片付けと二日目の準備を済ませ解散となったとき、一年グループで帰ろうと提案する野瀬さんの意見に便乗し、文仁くんも少し強引に誘った。わがままはこれで最後だからどうか許して。
女子更衣室で着替えていると、越方さんが幸倉さんに向かって改めて謝罪した。私が見ているだけで既に三回はこの調子だから、謝罪は一回だけで大丈夫だと窘められていた。
「だけどさぁ、しおんちゃんがヘルプ行くなんてちょっと意外かも。あ、バカにしてるわけじゃなくておとなしいタイプだと思ってたからさ」
「いやいや、ただのお人好しなだけだって」
お人好し、ねぇ……こっちが善意を持って助けても、相手にお節介だと言われたら凹まない? モデルをやっているといろいろな人と出会うからね。でも純粋で人を思いやるところに憧れてしまうな。
私はブラウスのボタンを留めている途中で彼女に話しかけた。
「越方さん、今日はありがとう。ゴメンね、取り乱して」
「いえいえ、慣れないことだったんだから慌てるのは当たり前だって」
あなたは雪のように白く綺麗な心を持っているのね。でもそんなんじゃいつか足元をすくわれてしまうわよ。
彼に対する気持ちを知りたくて私は彼女と会話を続けた。
「ビックリしたでしょ? 駆けつけたとき文仁くんと抱きついていたから」
「うん……ちょっとね」
はい、嘘。ちょっとどころじゃないでしょ。目が泳いでるし挙動不審だし。これは確定ね。
私は最後の仕上げにと彼女に笑顔を向けた。
「付き合ってないよ」
「……え?」
「好きなんでしょ? 文仁くんのこと」
「……な、なななななんで!?」
私が爆弾を投下すると、後ずさるほどの驚きようでその他のふたりも笑っていた。『なんとなくわかっていた』と野瀬さんが人差し指で越方さんの頬をうりうりつついている。

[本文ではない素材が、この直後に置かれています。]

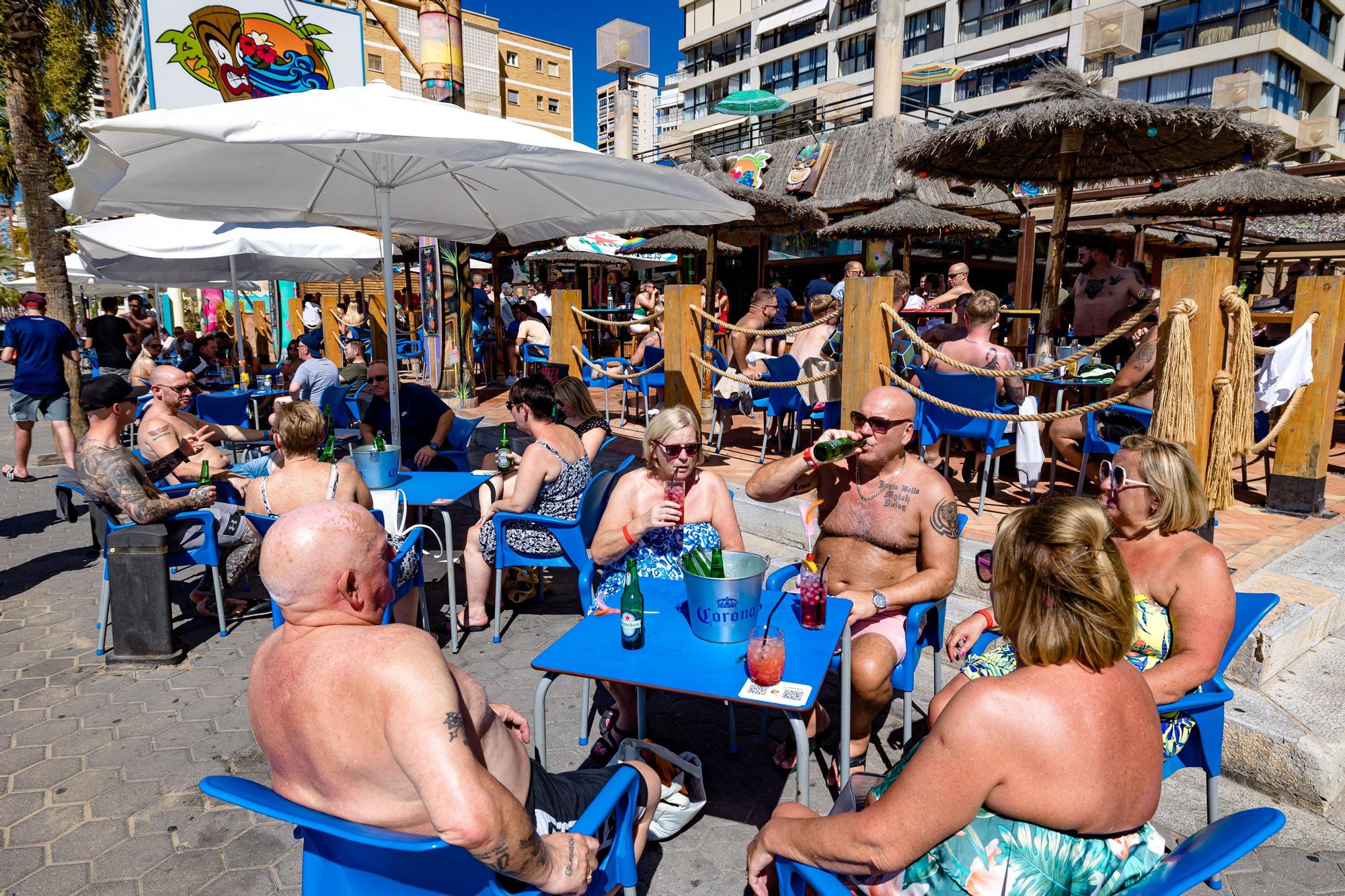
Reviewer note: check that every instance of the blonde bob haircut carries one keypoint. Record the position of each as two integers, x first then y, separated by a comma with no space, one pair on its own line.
1176,483
668,423
301,427
1062,591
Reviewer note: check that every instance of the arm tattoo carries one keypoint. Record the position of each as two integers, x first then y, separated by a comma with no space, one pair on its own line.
945,518
454,721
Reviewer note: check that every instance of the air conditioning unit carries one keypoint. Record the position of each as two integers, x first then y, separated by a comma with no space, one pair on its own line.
1238,92
1317,132
1113,29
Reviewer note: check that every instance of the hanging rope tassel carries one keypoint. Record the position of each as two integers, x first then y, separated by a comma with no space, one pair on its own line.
1175,417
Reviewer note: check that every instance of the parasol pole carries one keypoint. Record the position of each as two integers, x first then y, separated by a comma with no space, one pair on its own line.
1071,142
384,193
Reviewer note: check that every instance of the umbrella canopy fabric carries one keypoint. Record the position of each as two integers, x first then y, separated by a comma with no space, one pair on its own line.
155,249
317,157
1120,138
931,73
907,218
683,243
751,103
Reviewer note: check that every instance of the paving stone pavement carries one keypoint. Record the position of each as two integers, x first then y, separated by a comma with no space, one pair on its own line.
99,767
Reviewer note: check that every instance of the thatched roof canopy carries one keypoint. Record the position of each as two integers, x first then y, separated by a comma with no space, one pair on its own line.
1260,192
1120,138
907,217
683,243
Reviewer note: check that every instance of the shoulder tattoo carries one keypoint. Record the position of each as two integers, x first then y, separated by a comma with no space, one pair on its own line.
945,518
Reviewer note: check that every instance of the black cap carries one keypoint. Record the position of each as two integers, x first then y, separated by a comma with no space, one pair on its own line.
107,391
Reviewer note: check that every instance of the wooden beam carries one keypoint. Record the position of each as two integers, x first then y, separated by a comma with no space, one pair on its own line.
867,339
683,338
567,330
1299,485
1202,280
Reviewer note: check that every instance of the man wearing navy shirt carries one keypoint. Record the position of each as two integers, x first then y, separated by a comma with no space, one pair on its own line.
37,346
426,420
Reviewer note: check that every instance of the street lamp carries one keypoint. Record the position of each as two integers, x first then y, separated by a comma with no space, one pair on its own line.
623,49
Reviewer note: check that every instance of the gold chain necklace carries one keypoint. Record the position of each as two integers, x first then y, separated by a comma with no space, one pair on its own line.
886,485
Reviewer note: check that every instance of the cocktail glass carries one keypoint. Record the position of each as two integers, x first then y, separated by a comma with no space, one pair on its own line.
813,599
766,655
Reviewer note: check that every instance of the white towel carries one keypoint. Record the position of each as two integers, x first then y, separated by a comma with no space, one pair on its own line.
1028,446
1282,373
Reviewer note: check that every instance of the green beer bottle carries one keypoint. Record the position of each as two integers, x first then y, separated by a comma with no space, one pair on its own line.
633,610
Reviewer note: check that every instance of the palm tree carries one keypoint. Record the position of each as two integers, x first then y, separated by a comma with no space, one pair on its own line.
24,33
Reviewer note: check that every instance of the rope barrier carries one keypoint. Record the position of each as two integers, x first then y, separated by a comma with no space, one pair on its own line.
1023,372
609,373
987,415
619,323
769,384
770,334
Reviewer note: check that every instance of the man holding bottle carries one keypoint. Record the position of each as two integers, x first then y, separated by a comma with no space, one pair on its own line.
890,528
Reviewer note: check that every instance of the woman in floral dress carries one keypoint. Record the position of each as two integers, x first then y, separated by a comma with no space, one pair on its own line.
641,522
1035,783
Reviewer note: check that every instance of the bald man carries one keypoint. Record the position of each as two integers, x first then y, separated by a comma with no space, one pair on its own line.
890,530
960,286
167,423
369,723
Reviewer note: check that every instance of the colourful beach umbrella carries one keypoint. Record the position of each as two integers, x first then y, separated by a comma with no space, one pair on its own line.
931,73
751,103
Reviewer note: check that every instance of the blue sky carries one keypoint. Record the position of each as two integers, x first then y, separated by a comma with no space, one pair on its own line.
576,26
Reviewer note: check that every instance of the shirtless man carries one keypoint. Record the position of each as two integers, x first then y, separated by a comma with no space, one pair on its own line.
369,723
166,424
1067,435
143,323
960,286
1104,295
888,553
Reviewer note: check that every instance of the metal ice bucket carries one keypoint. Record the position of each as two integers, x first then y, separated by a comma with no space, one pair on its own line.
726,610
379,469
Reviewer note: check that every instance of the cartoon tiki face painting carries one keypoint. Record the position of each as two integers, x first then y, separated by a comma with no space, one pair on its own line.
220,30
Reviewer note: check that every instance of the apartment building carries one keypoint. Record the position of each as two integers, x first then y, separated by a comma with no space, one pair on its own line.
645,93
818,53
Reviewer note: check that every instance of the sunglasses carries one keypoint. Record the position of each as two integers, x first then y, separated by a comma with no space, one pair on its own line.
1117,477
985,564
691,450
878,424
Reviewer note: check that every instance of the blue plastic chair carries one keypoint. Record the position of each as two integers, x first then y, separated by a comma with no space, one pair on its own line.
1096,444
346,858
458,440
1199,857
977,393
933,614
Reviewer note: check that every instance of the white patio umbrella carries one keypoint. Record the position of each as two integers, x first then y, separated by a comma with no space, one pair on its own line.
377,158
161,249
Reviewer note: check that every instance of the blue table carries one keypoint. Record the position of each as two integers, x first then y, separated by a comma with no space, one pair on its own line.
676,659
426,489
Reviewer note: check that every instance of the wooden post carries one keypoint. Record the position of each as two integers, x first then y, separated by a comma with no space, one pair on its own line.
1299,485
683,338
568,330
1202,280
866,339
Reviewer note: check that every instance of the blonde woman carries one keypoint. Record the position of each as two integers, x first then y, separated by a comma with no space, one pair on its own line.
1183,596
968,809
642,522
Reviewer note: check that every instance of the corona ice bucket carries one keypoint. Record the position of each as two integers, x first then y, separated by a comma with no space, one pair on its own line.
724,610
379,469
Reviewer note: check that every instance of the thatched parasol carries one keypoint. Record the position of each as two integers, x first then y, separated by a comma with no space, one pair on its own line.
903,220
1071,132
680,243
1247,192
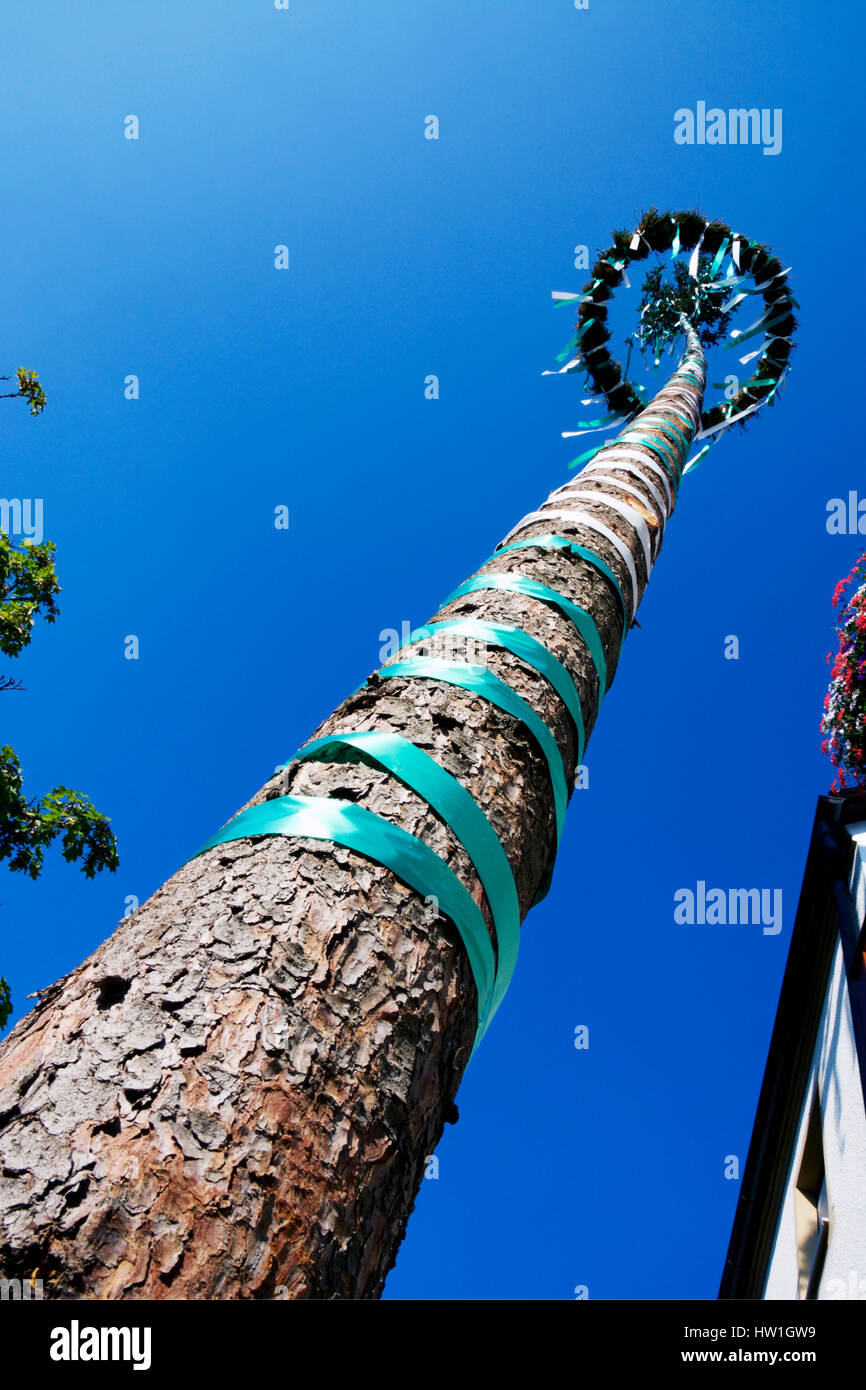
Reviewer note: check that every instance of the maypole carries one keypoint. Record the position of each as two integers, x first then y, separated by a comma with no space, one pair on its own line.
235,1096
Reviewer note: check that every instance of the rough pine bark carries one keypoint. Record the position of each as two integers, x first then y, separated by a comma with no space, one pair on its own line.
234,1097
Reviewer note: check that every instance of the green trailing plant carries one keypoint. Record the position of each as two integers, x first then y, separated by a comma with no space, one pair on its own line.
29,387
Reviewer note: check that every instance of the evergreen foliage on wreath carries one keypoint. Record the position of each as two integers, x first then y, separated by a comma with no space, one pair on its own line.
673,232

「だって私も好きだから。中学のころからね。彼と話してる反応見てたらすぐわかるもん」
「……え?」
「でも振られちゃった。髪の毛金色にしたり勉強したり結構頑張ったんだけどさ」
女子三人が浮かない表情で私を見つめてくる。美人だからってみんながみんな振り向いてくれるわけじゃないのよ。
不意に越方さんと視線がぶつかった。自分が文仁くんの片思い相手だって彼女は知らないのよね。そう思うとなんだか腹立たしくなって黙っておくことにした。もう気遣う必要ないんだから自分でなんとかしてほしいわ。
壁掛けの時計を見れば着替え始めてから二十分以上経過していた。流石にこれ以上彼を待たせては悪いと、急いで身支度を整え更衣室をあとにした。
…
……
「また明日ね!」
「バイバーイ!」
文仁くんと越方さんを校庭に残し、私たち三人はそれぞれの理由をつけ来た道を引き返していた。私が彼たちをふたりきりにするべく、野瀬さんと幸倉さんにアイコンタクトを取ると、ノリノリで空気を読んでくれて助かった。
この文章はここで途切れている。